The squeeze on tax credits and benefits will push a further 200,000 children into poverty, the government has admitted for the first time. It suggests a total of a million extra children will be in poverty as a result of government welfare measures.
Ministers have said they no longer regard the relative child poverty statistics as a useful or valid measure.
The extra 200,000 children in poverty figure stems from the government's decision to lift most in-work and out-of-work benefits by only 1% over the next three years instead of increasing them in line with inflation.
Ministers had been reluctant to state what the impact would be on child poverty, an official government measure that looks at the number of households with incomes at 60% or below the national average household income.
But in an answer to a parliamentary question, work and pensions minister Esther McVey estimated that "the uprating measures in 2013-14, 2014-15 and 2015-16 will result in around an extra 200,000 children being deemed by this measure to be in relative income poverty compared to uprating benefits by CPI [consumer price index]".
Ministers are trying to push through the benefit squeeze with just one day of debate for the committee stage and third reading of the welfare benefits uprating bill in the House of Commons next Monday.
Labour said the figures showed children were victims of Tory "political games". Ed Balls, the shadow chancellor, said: "The true character of this Conservative-led government has now been exposed. While they give the richest 2% of earners a £3bn tax cut, 200,000 children will be pushed into poverty and millions of working families made worse off.
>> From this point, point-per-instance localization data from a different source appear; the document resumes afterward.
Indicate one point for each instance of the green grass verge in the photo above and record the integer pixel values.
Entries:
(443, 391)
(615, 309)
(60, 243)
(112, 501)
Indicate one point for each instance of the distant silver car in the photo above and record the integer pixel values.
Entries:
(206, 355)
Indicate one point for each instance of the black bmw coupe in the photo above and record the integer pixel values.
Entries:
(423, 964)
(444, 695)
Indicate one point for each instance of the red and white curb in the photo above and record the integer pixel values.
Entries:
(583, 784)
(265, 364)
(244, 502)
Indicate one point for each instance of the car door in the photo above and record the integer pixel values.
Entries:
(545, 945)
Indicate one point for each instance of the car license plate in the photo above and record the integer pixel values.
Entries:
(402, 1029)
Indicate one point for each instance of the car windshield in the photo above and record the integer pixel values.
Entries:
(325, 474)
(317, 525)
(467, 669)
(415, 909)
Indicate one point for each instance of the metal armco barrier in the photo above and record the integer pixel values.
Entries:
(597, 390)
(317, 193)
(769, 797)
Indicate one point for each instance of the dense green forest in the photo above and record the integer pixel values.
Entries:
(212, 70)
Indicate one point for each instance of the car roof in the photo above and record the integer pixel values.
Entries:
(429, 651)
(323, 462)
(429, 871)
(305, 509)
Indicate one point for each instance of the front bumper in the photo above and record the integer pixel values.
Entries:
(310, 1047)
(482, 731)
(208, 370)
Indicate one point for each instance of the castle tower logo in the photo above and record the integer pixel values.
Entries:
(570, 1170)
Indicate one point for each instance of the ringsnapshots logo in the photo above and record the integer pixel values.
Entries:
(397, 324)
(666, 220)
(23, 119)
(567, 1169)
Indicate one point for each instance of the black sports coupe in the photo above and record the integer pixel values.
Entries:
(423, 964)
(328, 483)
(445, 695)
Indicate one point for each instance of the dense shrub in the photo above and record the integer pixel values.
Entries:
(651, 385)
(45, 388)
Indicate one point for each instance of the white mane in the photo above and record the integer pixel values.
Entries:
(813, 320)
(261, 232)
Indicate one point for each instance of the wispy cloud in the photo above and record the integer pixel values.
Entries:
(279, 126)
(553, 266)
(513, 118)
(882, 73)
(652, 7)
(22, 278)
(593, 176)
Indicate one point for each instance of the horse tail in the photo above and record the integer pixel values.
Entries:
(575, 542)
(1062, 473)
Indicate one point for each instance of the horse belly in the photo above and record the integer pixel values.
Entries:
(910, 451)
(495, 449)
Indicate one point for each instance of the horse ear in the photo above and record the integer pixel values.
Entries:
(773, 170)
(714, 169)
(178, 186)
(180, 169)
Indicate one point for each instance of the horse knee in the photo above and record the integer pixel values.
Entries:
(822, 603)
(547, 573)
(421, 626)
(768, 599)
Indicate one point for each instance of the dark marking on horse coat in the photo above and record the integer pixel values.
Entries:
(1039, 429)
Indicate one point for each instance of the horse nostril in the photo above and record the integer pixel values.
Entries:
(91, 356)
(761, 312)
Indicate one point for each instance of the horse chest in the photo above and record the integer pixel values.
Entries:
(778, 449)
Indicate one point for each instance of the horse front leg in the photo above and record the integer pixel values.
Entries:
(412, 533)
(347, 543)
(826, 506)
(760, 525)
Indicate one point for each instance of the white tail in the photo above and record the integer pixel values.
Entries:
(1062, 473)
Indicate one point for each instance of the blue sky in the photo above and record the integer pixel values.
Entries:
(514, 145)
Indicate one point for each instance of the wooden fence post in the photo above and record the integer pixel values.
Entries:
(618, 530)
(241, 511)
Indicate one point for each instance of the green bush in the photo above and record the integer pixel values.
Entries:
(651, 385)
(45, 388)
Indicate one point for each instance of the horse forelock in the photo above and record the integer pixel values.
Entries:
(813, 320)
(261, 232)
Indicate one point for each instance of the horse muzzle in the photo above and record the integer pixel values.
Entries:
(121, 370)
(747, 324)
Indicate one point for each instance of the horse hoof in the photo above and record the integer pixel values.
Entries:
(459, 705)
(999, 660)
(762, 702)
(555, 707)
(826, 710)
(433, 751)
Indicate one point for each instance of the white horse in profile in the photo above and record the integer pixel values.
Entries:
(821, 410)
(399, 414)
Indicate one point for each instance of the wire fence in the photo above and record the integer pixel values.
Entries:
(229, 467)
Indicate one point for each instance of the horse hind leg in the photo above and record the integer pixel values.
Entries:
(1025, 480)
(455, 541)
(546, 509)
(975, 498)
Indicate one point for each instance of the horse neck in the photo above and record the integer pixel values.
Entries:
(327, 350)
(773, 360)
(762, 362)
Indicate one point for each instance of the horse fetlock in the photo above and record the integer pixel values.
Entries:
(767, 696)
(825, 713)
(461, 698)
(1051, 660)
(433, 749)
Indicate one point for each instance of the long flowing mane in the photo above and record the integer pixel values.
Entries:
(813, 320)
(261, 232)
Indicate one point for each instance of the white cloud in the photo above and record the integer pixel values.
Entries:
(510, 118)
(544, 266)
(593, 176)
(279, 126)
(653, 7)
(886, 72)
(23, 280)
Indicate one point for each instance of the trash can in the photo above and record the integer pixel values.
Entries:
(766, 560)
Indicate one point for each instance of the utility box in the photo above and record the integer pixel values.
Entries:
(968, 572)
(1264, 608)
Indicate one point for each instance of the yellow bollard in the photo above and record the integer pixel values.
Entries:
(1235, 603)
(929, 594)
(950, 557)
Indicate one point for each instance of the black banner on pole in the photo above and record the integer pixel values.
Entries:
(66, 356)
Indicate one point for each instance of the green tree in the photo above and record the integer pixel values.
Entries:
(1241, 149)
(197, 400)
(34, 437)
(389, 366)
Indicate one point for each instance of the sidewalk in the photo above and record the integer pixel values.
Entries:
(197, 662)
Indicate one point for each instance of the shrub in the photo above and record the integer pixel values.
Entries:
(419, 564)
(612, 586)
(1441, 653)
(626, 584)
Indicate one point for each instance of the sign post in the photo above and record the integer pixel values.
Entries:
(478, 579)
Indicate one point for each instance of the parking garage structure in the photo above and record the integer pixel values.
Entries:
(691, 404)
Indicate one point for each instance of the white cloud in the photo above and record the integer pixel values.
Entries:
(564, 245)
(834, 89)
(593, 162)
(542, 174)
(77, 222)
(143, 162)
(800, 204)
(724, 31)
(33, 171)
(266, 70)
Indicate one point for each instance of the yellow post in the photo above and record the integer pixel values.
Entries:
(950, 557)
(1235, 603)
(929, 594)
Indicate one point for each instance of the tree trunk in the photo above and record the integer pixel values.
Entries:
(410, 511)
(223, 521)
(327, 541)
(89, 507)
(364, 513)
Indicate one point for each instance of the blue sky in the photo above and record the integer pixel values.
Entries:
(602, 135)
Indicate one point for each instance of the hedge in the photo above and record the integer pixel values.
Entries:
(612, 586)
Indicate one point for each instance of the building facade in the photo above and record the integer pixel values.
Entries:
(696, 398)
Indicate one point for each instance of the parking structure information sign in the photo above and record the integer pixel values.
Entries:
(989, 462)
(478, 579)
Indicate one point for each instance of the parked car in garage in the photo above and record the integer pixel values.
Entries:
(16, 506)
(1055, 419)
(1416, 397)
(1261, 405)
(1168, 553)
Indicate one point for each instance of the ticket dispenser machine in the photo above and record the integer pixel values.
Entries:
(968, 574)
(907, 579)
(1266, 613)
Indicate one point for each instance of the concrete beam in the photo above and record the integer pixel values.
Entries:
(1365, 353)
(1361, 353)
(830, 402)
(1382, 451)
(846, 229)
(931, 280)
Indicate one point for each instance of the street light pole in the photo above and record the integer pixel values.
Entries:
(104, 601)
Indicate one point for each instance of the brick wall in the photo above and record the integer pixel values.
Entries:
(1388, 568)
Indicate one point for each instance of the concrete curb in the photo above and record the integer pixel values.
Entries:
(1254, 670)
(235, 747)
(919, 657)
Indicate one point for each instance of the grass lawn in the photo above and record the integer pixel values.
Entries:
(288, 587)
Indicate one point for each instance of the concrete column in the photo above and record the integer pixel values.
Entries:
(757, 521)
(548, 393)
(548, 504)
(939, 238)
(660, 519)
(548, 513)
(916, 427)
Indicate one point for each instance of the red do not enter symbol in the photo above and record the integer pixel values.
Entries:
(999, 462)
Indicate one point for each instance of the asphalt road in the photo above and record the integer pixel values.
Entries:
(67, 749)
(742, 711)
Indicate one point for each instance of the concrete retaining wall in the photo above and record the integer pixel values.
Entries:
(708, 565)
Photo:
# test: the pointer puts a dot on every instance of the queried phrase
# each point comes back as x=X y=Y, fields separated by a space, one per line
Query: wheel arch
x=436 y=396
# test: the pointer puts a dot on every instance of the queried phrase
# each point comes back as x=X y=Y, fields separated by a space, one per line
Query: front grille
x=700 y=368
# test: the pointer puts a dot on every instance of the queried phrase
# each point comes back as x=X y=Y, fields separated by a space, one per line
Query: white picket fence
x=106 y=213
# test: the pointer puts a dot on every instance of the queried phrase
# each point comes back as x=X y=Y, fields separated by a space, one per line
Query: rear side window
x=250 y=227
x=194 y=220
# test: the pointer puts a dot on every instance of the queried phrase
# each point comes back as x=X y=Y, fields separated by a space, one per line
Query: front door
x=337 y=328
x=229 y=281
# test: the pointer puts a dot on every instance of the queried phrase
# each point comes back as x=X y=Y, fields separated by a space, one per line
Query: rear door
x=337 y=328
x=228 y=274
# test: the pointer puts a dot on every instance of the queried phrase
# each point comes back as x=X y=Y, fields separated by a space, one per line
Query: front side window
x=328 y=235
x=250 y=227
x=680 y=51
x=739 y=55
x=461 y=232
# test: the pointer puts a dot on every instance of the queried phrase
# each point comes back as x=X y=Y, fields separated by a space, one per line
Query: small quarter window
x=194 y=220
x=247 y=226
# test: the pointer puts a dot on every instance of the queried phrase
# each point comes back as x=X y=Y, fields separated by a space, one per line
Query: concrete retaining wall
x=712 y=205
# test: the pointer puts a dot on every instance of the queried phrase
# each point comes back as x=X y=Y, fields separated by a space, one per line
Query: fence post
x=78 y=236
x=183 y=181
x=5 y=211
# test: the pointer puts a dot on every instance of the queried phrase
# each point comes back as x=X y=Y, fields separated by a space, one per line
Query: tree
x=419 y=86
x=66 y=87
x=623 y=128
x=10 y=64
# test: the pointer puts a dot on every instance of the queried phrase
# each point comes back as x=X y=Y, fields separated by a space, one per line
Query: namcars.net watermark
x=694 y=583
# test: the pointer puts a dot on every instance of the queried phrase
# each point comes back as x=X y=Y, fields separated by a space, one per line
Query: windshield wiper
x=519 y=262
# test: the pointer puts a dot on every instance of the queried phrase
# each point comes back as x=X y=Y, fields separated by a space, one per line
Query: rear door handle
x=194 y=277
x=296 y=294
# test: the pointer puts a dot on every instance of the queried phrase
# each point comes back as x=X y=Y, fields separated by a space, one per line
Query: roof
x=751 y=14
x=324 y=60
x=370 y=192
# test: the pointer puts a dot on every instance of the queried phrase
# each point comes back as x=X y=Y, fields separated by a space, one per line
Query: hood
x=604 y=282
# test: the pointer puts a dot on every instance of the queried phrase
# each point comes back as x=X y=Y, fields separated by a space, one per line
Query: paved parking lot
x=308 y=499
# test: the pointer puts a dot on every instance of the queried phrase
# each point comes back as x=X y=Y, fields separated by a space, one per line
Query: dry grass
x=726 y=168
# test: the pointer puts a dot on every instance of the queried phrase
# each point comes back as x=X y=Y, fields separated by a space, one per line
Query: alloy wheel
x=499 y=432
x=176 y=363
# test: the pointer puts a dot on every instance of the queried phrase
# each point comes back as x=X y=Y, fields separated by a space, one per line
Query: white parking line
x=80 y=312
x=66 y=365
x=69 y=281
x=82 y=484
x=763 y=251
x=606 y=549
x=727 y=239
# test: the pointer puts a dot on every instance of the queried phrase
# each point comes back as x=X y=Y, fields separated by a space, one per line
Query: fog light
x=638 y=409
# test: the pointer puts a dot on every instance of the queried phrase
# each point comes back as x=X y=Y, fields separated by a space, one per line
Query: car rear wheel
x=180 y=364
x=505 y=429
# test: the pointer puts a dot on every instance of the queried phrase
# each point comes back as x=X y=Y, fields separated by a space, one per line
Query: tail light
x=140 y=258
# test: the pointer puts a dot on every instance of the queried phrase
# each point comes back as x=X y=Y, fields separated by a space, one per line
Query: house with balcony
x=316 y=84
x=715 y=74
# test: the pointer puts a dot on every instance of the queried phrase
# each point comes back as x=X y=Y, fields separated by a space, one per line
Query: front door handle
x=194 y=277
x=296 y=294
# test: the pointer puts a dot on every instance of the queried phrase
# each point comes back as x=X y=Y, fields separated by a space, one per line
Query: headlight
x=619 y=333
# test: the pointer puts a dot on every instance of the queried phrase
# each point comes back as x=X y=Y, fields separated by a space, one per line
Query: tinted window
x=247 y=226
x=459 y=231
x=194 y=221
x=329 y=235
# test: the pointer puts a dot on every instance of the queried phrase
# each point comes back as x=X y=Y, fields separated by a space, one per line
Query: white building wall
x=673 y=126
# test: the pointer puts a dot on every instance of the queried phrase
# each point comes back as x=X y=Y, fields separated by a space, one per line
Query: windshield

"Ministers have spent weeks refusing to admit what the impact of their policies would be on child poverty and now we know why.
Children are paying the price for David Cameron and George Osborne's economic failure and the political games they have decided to play."
Children are paying the price for David Cameron and George Osborne's economic failure and the political games they have decided to play."
Liam Byrne, the shadow work and pensions secretary, said: "The chancellor's pathetic little games have real consequences for millions of families struggling to make ends meet.
"Ten years of Tory party detoxification has been destroyed because the chancellor needed a new-year dividing line and Britain's poorest children are paying the price. The nasty party is well and truly back."
The Child Poverty Action Group (CPAG) also criticised the changes.
The government argues it is "misleading" to consider the impacts of uprating tax credits and benefits in isolation and claims that it is "investing in tackling the root causes of child poverty through making work pay". However, changes to tax credits that came into force in April last year mean that thousands of parents in part-time employment are now better off on benefits than in work.
The parliamentary answer also claims that "looking at relative income in isolation is not a helpful measure to track progress towards our target of eradicating child poverty".
Ministers have for some time been arguing that the relative income measure is unhelpful since it focuses on too narrow a definition of poverty. It has introduced a range of additional measures.
Labour points out that David Cameron, when in opposition, repeatedly argued that relative poverty was important and that the Conservative party would measure and act on it.
The government has previously admitted that some families with children could be £728 a year better off out of work as a result of losing their working tax credits following new rules which came into force in April 2012.
Cameron, in his Scarman lecture in 2006, said: "I believe that poverty is an economic waste and a moral disgrace. In the past, we used to think of poverty only in absolute terms – meaning straightforward material deprivation. That's not enough. We need to think of poverty in relative terms, the fact that some people lack those things which others in society take for granted. So I want this message to go out loud and clear: the Conservative party recognises, will measure and will act on relative poverty."
CPAG added that the 200,000 increase set out in the written answer should be added to the 800,000 increase in children in relative income poverty by 2020 that the Institute of Fiscal Studies (IFS) found in its analysis of the coalition's welfare cuts.
The group said: "This now makes it a total of a million children that the coalition's policies are expected to push into relative income poverty by 2020.
The IFS analysis included the impact of a fall in poverty due to the introduction of universal credit.
CPAG also claimed the government had revised down the number of children that would be taken out of poverty due to the universal credit from 350,000 to 150,000.